# I just realized!!



## charliejunfan (Nov 4, 2008)

I have been paedo now for like 3 months and was convinced based on all the NT evidence and the so close resemblance of circumcision, but like so many others i was looking at the sign instead of why a covenant sign was given in the first place. Now I realize thee reason. I know it has been obvious to the rest of you but it just hit me tonight(it probably took me this long since I came out of dispensationalism)

It is that we are Abraham's children so obviously we continue in administering the sign as it was commanded of Abraham!!!!

a sign of an everlasting covenant of promise made of God being the God to you and your children.....
and then both circumcision and baptism fit with Romans 2:25-28 wooooo!!!!

Oh and by the way, I am not trying to teach you guys anything, you already knew this, I just can't believe I was that slow, I must have read that point several times but it just never hit me lol.


----------



## charliejunfan (Nov 4, 2008)

do you guys think that since faith is circumcision of the heart to us that in a way its kind of like Abraham is circumcising us, since he was the reciever of the promise? or is that tooo far?


----------



## turmeric (Nov 4, 2008)

Wouldn't go that far, personally. Congrats on the lightbulb-moment, though!


----------



## Semper Fidelis (Nov 4, 2008)

I agree with Meg. Abraham is given the honor of being designated the father of the faithful but, even as as the administrator of circumcision to his own he was acting as a "minister" of the Covenant of Grace. He did not impart faith or infuse grace into his household but announced the promise of God to save and instructed his household that the cutting of the flesh signified God's promise to save those who had faith.

Being sons of Abraham has two senses even as being in Israel has two senses in Romans 9. In fact, Abraham, Isaac, and Jacob form a Covenantal unit in one sense so that the family itself represents the personal nature of the CoG to save a household of faith. There is both the sense of being externally united to this household and having the same promises announced that are received with faith and then there is the sense of really being sons of Abraham (or of Israel as it were) for those that actually possess Christ through grace by faith. 

When we are baptized, we are brought into the household of faith - regardless of ours or others knowledge of our real possession of faith (since God only knows). The point is, however, that the children in the household are taught the house rules and that this house trusts in the Lord and we're expected to be like our fathers who trusted the Lord alone and did not consider friendship with this world a thing to be grasped.
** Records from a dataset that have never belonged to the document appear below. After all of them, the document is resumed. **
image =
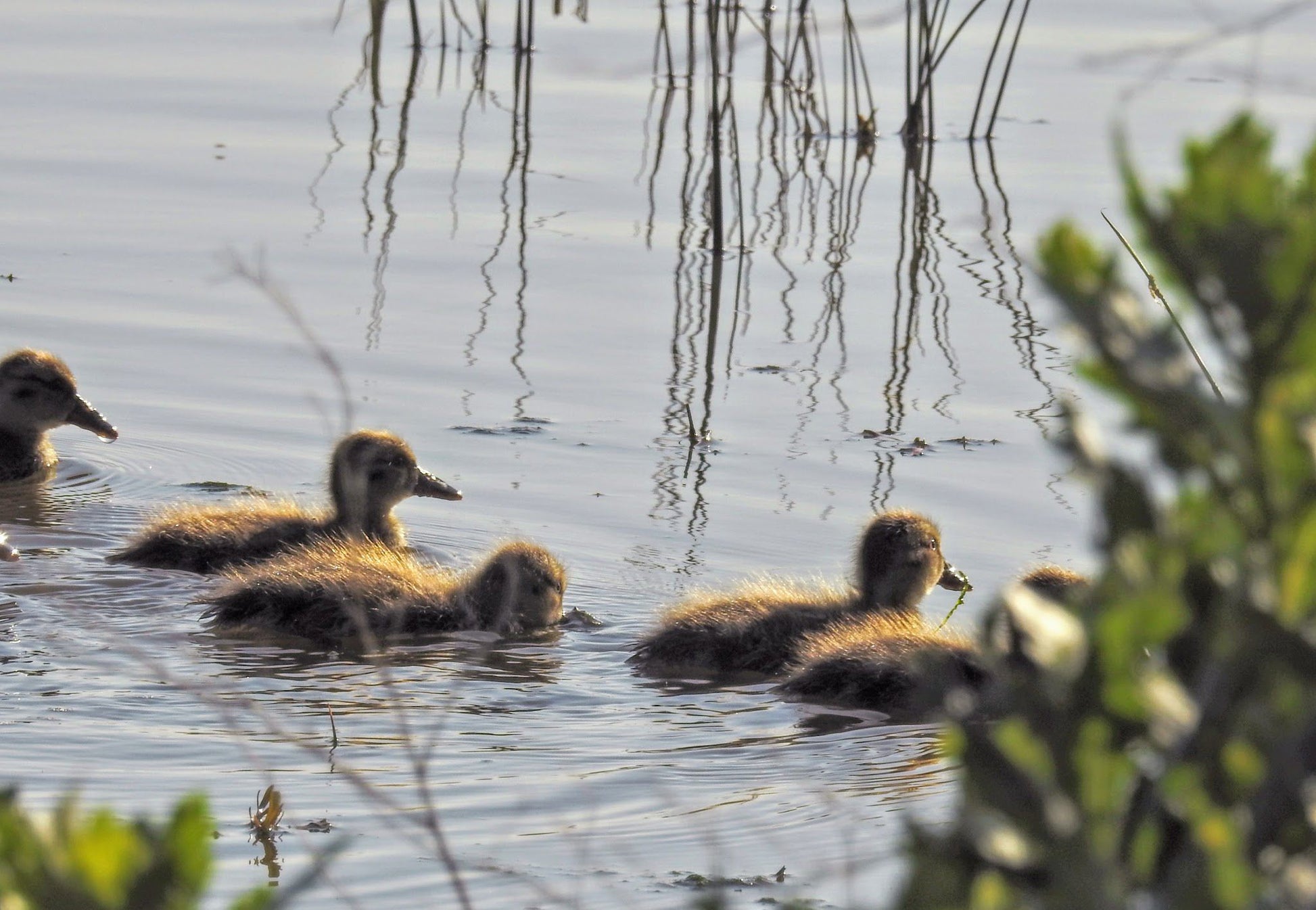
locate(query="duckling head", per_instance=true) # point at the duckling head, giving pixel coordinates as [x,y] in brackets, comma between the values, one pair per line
[901,562]
[37,393]
[1054,583]
[517,589]
[370,473]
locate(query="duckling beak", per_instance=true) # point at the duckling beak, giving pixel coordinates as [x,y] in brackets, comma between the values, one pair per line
[89,417]
[953,580]
[428,485]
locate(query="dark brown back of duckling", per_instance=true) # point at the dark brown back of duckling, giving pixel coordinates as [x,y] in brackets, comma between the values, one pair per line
[899,562]
[336,591]
[370,472]
[37,394]
[886,663]
[753,629]
[759,626]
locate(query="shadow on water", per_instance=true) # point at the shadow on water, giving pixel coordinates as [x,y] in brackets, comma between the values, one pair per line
[780,175]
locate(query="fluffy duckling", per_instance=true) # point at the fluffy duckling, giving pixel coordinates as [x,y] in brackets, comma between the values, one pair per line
[758,626]
[335,591]
[7,552]
[898,664]
[37,394]
[895,664]
[370,472]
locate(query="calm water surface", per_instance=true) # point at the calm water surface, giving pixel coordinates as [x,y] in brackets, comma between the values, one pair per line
[512,267]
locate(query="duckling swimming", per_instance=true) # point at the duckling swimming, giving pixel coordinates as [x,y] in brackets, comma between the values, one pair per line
[336,591]
[7,552]
[898,664]
[758,626]
[37,394]
[370,472]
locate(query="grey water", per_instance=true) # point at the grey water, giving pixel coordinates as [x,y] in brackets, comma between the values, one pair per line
[511,258]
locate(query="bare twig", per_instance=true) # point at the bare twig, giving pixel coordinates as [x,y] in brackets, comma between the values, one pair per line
[1160,296]
[256,273]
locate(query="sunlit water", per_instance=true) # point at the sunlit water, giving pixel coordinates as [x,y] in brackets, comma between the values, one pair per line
[520,283]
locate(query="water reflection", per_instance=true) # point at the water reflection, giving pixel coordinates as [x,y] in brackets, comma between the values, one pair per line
[804,191]
[473,656]
[763,191]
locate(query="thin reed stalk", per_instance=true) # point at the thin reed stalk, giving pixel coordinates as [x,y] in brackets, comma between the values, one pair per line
[1156,293]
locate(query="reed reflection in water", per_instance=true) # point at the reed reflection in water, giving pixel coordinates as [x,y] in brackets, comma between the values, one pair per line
[758,164]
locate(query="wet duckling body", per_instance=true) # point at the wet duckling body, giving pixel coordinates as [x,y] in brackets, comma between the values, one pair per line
[337,593]
[370,472]
[898,664]
[895,664]
[37,394]
[759,626]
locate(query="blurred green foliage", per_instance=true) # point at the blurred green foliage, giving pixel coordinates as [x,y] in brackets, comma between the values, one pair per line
[78,861]
[1171,763]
Hebrews 11 is a picture of the inside of that household with a panorama of pictures as it were that remind us what faith in that house is like and how it lays hold of Christ.

Hence, as in Romans 4, we are able to connect our baptism and the promises therein all the way back to believing Abraham and see how our father believed that life could come from death. We see what faith in Christ produces. We see how it clings in the most trying of circumstances. We see how powerfully the sign not only encourages but seals true believers against all the storms and trials of this world.

I'm not sure how adequately I phrased it but this is my appreciation for Abraham as my father. I'm not saved by him but, just like my son is looking to me and how I turn to Christ through thick and thin, I look down a vast hallway of my fathers and, especially, to my father Abraham.


----------



## charliejunfan (Nov 4, 2008)

well said


----------